Tentang Manaf

Raden Roro Cahya Wulandari 18 November 2011

Daya tangkapnya bisa dibilang rata-rata, ia bukan murid yang briliant namun tidak juga dapat dikategorikan lambat. Beberapa guru juga acap kali menceritakan kesusahan yang mereka alami karena murid yang satu ini. Ia sering ngambek hingga langsung walk out meninggalkan kelas, menangis di pojok sekolah, atau bahkan membanting buku. Semua ia lakukan mana kala guru atau orang dewasa yang lain mengatakan sesuatu hal tentang dirinya yang ia tidak sukai.

Misalnya sore ini, ketika Mega—seorang penari Lakadinding Cilik yang aku latih—berkata padanya untuk lebih kuat memukul tifa. Sebenarnya Mega punya alasan yang tepat, suara tifa tidak terdengar sehingga untuk menari pun susah karena para penari jadi kehilangan ritme. Meski ia tahu Mega benar, murid spesial ini tetap saja tidak mau terima dan justru memilih ngambek, meletakkan tifa, kemudian lari pergi ke dalam rumah. Bersembunyi di dalam kamarnya yang nyaman baginya. Terlalu nyaman hingga ia tak mau mencoba bahkan untuk keluar sebentar dari sana.

Muridku ini bernama Manaf. Ia tahun ini kelas lima. Manaf sejak kecil sudah dirawat oleh saudaranya dan tinggal dengan mereka di ujung lain di kampung ini. Manaf satu satunya yang bermarga “Wou” manakala saudara-saudaranya yang lain bermarga “tunggin”. Garis wajahnya kasar, gaya jalannya bak preman yang sudah dewasa. Rambutpun ia potong bergaya mohawk. Dari gerak-geriknya kau akan tahu bahwa Manaf tak sabar untuk segera dewasa. Tapi di balik raut wajah sangar itu, di balik semua perilaku sok maskulin yang ia tampakkan, Manaf tetap lah anak kecil yang punya ketakutan akan banyak hal. Ia takut ketinggian, ia takut dengan ayah kandungnya, ia takut salah bicara manakala berada di depan kelas, ia takut suaranya jelek, ia takut permainan tifa nya tidak bagus, dan beberapa hal lainnya.
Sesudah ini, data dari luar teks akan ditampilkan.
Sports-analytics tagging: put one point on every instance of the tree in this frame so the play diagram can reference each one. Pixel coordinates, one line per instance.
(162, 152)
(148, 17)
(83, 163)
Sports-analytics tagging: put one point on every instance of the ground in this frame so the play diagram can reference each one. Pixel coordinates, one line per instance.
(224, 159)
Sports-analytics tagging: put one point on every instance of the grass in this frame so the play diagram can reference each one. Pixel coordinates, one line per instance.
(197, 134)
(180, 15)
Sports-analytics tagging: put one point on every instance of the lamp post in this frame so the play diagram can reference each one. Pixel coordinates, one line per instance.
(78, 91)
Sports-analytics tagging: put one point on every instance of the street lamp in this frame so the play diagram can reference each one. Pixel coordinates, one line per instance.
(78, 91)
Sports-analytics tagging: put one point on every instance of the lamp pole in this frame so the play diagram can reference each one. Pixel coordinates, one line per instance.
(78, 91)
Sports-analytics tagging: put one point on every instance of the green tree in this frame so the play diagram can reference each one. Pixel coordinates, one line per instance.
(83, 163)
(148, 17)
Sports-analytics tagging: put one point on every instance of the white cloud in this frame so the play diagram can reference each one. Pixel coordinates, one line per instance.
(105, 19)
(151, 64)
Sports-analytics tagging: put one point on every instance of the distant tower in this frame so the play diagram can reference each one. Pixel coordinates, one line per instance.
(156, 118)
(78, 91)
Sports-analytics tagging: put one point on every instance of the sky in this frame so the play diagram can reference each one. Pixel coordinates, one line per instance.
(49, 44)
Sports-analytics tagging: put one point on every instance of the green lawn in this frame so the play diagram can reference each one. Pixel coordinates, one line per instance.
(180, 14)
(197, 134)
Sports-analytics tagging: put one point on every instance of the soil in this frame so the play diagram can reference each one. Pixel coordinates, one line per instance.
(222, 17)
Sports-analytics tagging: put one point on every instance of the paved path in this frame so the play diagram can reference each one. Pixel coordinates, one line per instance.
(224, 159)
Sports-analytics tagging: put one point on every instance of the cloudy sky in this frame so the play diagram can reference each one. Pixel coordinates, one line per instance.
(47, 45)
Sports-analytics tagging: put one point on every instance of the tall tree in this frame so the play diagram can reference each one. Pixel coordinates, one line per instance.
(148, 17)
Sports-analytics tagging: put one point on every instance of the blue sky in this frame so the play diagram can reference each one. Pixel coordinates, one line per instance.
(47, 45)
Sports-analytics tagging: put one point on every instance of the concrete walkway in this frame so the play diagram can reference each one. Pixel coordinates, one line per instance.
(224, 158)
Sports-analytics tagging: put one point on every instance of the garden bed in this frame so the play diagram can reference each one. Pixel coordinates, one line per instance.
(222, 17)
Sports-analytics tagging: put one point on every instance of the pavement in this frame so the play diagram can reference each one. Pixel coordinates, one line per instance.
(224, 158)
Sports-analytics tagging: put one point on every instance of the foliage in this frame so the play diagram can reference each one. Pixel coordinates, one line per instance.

Saya tidak bisa memaksa diri ini untuk tidak menyukai Manaf. Anak ini punya sesuatu yang membuat dia ‘berbeda’. Dia punya suara yang bagus dan ia dapat membaca nada. Ia bisa cepat belajar memukul tifa hanya dengan sekali melihat kakaknya bermain. Ia punya daya ingat yang luar biasa terhadap nada dan lirik lagu, namun tak berlaku untuk matematika atau pelajaran yang lain. Saya pikir, Manaf memiliki apa yang Munif Khatib katakan sebagai Kecerdasan Musik. Ia pandai menari, meski pun ia bukan perenang yang ulung. Ia tak malu menyanyi di depan kelas, meskipun ia selalu takut tenggelam.

Segala yang ada dalam diri anak ini—kekurangan dan kelebihan yang ia miliki—membuat rasa sayang tumbuh. Saya berusaha keras agar dapat membagi perhatian sama banyaknya kepada seluruh murid-murid, namun ketika situasi telah mendesak, ketika tak ada lagi yang dapat saya lakukan—saya tahu saya punya Manaf. Entah mengapa, anak ini selalu bisa diandalkan. Saat badan ini terlalu lelah untuk sekadar menimba air di sumur, muridku ini selalu hadir membantu. Saat kondisi kelas kacau balau, anak ini—yang terkenal sebagai pembuat onar—dapat dengan sangat kooperatif bersikap diam dan justru membantuku menenangkan murid-murid yang lain.

Entah mulai sejak kapan, aku mulai sering bertanya pada murid yang lain

“manaf dimana ya?”, yang aku tahu tidak terlalu baik, karena murid lain bisa jadi merasa saya tidak berlaku adil. Kini saya sudah mulai dapat menahan diri dan menyimpan pertanyaan-pertanyaan itu di dalam hati, supaya murid lain tidak ada yang merasa ‘tidak diperhatikan”.

Yah, itulah tentang satu murid spesial yang saya punya. Manaf yang spesial, diantara semua muridku yang juga sama spesial nya.